Note:
This topic has been translated from a Chinese forum by GPT and might contain errors.
Original topic: ERROR 9005 (HY000): Region is unavailable
Cluster topology
Currently testing a three-node cluster. After manually taking one node offline (shutting down the server), the database becomes unusable;
Error: ERROR 9005 (HY000): Region is unavailable
Why can’t high availability be achieved when one node fails?
I see that PD and TiKV are deployed together. Shutting down the server causes not only TiKV to go offline, so you might encounter the above errors. For example, if the PD leader goes offline and there are TiKV or TiKV region leaders on it, it will take time to recover.
-
Is the configured number of replicas 3?
-
Has the PD leader gone down?
If these two conditions are not met, the above errors will occur…
It is recommended to deploy a single instance for easier testing of availability.
If it’s just for experience, the current mixed deployment is fine.
Hello: Is it always unavailable? Or is it only unavailable for a short period of time?
The default number of replicas is 3.
The leader did not crash.
It has been unavailable all the time. This is the distribution of the region.
If the one that went offline is not the leader, do we need to wait for TiKV to synchronize itself before it can recover when encountering this error?

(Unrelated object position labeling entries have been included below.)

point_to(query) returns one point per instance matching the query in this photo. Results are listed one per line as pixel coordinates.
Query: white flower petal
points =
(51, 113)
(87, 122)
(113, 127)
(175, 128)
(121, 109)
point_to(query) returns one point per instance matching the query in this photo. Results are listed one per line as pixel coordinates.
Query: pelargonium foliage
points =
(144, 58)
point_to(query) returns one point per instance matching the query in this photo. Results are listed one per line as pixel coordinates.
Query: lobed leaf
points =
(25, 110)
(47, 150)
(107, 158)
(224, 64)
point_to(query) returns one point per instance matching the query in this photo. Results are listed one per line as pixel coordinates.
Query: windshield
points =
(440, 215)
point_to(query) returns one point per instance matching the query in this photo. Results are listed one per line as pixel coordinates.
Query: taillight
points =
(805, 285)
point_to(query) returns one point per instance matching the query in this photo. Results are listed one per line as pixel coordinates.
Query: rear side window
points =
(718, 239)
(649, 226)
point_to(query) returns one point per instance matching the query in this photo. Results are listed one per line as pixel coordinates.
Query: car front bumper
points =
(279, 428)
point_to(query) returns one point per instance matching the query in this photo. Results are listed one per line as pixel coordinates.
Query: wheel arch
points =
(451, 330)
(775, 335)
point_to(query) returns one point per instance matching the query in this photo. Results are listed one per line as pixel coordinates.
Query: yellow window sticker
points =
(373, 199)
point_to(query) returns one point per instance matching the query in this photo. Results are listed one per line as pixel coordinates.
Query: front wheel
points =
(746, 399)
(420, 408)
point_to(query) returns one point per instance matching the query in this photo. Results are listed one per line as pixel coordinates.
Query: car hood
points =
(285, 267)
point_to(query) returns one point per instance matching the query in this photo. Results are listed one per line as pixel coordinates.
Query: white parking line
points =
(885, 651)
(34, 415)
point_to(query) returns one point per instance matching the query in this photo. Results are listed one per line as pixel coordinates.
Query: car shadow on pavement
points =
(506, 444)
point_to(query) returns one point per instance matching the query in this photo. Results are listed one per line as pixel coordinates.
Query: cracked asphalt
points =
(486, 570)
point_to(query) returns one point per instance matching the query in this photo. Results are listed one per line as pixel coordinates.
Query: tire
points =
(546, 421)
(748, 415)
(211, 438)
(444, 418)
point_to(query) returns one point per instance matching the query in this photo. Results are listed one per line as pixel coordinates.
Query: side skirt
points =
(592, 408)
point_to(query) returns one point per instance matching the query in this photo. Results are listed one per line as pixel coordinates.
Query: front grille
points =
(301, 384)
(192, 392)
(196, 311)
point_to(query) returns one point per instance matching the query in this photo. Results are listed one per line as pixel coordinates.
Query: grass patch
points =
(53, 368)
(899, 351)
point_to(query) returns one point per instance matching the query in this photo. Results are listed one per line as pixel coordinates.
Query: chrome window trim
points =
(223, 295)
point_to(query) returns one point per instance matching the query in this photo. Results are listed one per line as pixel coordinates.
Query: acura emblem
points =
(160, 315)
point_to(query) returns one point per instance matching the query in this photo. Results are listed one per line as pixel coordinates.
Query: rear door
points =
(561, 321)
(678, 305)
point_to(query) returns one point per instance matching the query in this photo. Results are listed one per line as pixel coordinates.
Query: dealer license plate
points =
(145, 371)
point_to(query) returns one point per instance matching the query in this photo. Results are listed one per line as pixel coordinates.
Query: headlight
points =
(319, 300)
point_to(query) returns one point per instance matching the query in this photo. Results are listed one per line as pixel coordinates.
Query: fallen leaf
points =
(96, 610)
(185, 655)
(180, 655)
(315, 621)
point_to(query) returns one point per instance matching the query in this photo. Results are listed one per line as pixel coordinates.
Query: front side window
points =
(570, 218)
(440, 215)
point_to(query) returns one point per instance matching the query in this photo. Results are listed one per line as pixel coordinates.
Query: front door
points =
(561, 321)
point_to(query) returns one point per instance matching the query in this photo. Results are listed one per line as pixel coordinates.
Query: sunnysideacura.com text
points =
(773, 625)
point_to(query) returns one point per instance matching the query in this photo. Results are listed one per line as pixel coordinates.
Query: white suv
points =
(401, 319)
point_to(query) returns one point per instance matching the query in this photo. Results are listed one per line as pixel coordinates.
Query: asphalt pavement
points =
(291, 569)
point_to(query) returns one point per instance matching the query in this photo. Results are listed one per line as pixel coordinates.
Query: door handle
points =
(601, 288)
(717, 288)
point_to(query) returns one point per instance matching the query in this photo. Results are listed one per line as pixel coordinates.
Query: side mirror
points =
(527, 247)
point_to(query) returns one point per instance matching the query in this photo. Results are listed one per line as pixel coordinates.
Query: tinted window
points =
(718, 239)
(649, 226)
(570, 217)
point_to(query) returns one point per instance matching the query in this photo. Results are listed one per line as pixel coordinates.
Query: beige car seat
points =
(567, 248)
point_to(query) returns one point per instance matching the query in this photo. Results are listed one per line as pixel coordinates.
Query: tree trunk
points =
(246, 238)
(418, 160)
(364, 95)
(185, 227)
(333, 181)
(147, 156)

Why is the 192 segment in tiup, but the 10 segment in tikv_store_status? It keeps reporting “Region is unavailable,” which definitely indicates that the majority of region replicas have failed. What operations have been performed?
No, the two screenshots are not from the same cluster, but the same tests were conducted, and the same situation occurred.
Find a smaller table that will report this error, use show table xxx regions
to find the region_id, then use pd-ctl region xxx
to check the output. Let’s take the 10 network segment as an example.
It seems to be on the disconnected machine. Will this situation automatically recover?
Why is there only one replica? Have you adjusted the number of replicas? Use pd-ctl config show
to check; max-replicas
should be >= 3. Also, check the Grafana overview monitoring, specifically the leader and region monitoring under TiKV.
It still looks like an environment issue… We need to check what operations were performed that caused this.
I found the problem. I changed the replica count to 1. If I change it to 3, this issue should not occur, right?
It depends on whether your data is lost. If not, start TiKV and it will automatically balance after changing to 3 replicas. If the data is lost, you’ll have to redo it.
This topic was automatically closed 60 days after the last reply. New replies are no longer allowed.